Die Lehrer höchstens.

Ad Absurdum

Das ist Latein und was es heisst, weiss jeder. Ich behaupte jetzt mal folgendes: Was sich ein Mensch an Wissen in 8, 12 oder mehr Jahren eintrichtern lassen muss, kann er locker und viel bequemer mit Hilfe des Internets in einem halben Jahr erlernen. Und zwar ohne den Ballast, den man ohnedies nie benötigt wie etwa Latein. Aber ok, man geht einen anderen Weg.

Ipads statt Laptops statt Schulheften?

Eine Entwicklung, die völlig bescheuert ist, wurde natürlich in den USA geboren.
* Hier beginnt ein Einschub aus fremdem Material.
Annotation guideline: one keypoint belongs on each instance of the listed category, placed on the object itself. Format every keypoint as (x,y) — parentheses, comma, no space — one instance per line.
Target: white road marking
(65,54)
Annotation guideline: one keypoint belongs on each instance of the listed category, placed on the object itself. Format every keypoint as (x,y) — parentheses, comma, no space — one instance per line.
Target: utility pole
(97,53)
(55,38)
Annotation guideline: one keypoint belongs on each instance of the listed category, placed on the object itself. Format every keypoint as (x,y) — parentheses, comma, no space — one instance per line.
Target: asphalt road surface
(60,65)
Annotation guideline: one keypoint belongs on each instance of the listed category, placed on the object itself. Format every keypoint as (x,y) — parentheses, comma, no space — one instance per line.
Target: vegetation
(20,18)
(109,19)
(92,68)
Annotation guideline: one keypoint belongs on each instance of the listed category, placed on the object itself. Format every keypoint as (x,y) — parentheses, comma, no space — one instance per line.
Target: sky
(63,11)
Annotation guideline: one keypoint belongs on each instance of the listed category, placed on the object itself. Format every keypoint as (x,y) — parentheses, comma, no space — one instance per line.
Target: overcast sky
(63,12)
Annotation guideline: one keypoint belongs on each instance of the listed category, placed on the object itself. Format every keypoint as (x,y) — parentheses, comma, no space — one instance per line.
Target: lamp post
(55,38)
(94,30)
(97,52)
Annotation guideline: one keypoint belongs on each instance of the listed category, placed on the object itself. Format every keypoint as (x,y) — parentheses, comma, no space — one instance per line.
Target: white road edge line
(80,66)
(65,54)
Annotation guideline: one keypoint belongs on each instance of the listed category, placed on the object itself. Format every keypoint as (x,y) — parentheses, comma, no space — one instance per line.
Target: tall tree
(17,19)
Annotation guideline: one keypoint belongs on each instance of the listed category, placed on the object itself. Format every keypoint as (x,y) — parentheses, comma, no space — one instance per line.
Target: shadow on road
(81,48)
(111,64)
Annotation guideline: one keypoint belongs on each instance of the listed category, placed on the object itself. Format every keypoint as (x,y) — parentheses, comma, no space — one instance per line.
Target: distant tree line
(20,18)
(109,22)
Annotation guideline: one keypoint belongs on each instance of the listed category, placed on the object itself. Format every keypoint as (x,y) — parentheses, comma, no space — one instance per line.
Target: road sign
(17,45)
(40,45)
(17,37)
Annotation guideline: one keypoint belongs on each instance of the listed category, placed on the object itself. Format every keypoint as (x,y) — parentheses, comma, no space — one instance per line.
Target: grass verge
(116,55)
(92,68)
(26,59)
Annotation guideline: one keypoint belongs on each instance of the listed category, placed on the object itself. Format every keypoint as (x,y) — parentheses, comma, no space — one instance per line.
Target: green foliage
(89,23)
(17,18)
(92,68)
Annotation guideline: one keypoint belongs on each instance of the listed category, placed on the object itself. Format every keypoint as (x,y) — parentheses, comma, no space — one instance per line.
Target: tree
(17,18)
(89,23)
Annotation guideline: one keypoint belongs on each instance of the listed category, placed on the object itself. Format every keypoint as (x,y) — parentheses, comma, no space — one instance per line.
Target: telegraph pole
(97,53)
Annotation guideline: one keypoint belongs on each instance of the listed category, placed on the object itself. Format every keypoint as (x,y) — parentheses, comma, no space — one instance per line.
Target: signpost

Da sah man dann plötzlich Schulklassen, die mit einem Tablet, wenn ich mich recht entsinne, einem iPad, gewerkelt haben.

Ernsthaft?

Nichts gegen Tablets. Sie sind für gewisse Dinge wirklich die beste Endgerätelösung, aber wohl kaum für Schüler, die damit dann „arbeiten“ sollen. Jeder, der selbst ein Tablet verwendet, wird wissen, was ich meine: Es ist zu schwer und komplett unergonomisch für langes, intensives Arbeiten.

Das Tablet wird ausserdem ja nur zusätzlich in den Unterricht integriert, damit zum Wirbelsäulenschaden durch die Schulranzen auch noch die Genickstarre vom hinunterschauen auf den Bildschirm kommt. Wenn schon denn schon.